This discussion has been locked.
You can no longer post new replies to this discussion. If you have a question you can start a new discussion

ASTC Evaluation Codec

Mali has just published an evaluation codec for the new ARM Adaptive Scalable Texture Compression (ASTC) standard.

For more information on ASTC, take a look at the ARM Multimedia Blog posts "ASTC Texture Compression: ARM Pushes the Envelope in Graphics Technology" and "ARM Unveils Details of ASTC Texture Compression at HPG Conference".

I have started this thread for users of this evaluation tool to ask questions. Here's a very quick "getting started" guide:

Getting Started

First, accept the license, download the tarball and unpack.

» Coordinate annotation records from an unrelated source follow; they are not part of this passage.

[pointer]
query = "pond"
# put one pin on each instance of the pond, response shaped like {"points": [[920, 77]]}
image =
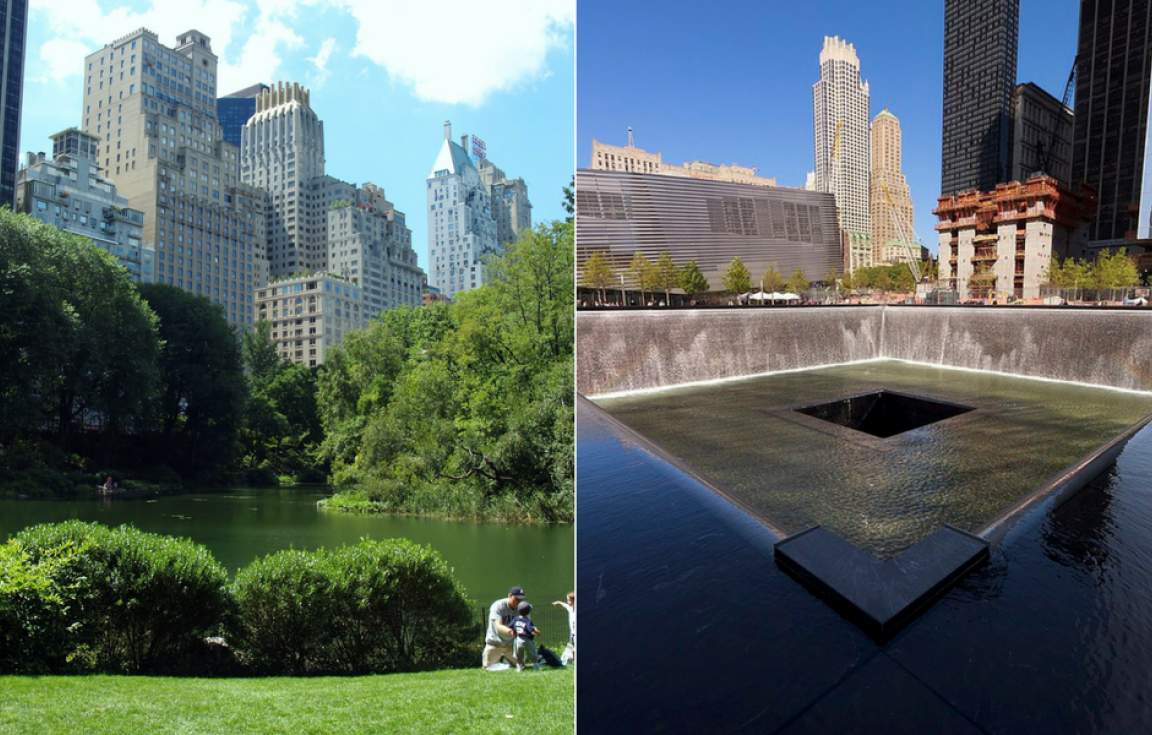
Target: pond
{"points": [[242, 523]]}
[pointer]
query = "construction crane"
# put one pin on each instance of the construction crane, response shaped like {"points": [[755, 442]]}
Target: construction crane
{"points": [[914, 248]]}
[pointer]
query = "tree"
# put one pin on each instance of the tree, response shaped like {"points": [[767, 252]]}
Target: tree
{"points": [[666, 275], [198, 408], [691, 280], [797, 283], [736, 279], [773, 280], [641, 270], [597, 273]]}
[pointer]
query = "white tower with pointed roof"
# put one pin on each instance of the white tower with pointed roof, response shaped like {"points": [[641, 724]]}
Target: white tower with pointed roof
{"points": [[462, 229]]}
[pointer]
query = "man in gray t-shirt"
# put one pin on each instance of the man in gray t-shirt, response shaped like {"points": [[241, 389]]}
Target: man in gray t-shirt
{"points": [[498, 642]]}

In the subdirectories Win32, Mac OS X and Linux32 are binaries for, you guessed it, Windows, Mac OS X, and Linux (x86 versions). If you are running on another system, you might like to try compiling from source - take a look at Source/buildinstructions.txt .

Open a terminal, change to the appropriate directory for your system, and run the astcenc encoder program, like this on Linux or Mac OS:

./astcenc

Or like this on Windows:

astcenc

Invoking the tool with no arguments gives a very extensive help message, including usage instructions, and details of all the possible options.

How do I run the tool?

First, find a 24-bit .png or .tga file you wish to use, say /images/example.png (or on windows C:\images\example.png).

You can compress it using the -c option, like this (use the first line for Linux or Mac OS, second line for Windows users):

./astcenc -c /images/example.png /images/example-compressed.astc 6x6 -medium
astcenc -c C:\images\example.png C:\images\example-compressed.astc 6x6 -medium

The -c indicates a compression operation, followed by the input and output filenames. The block footprint size follows, in this case 6x6 pixels, then the requested compression speed, medium.

To decompress the file again, you should use:

astcenc -d /images/example-compressed.astc /images/example-decompressed.tga
astcenc -d C:\images\example-compressed.astc C:\images\example-decompressed.tga

The -d indicates decompression, followed by the input and output filenames. The output file will be an uncompressed TGA image.

If you just want to test what compression and decompression are like, use the test mode:

astcenc -t /images/example.png /images/example-decompressed.tga 6x6 -medium
astcenc -c C:\images\example.png C:\images\example-compressed.tga 6x6 -medium

This is equivalent to compressing and then immediately decompressing again, and it also prints out statistics about the fidelity of the resulting image, using the peak signal-to-noise ratio.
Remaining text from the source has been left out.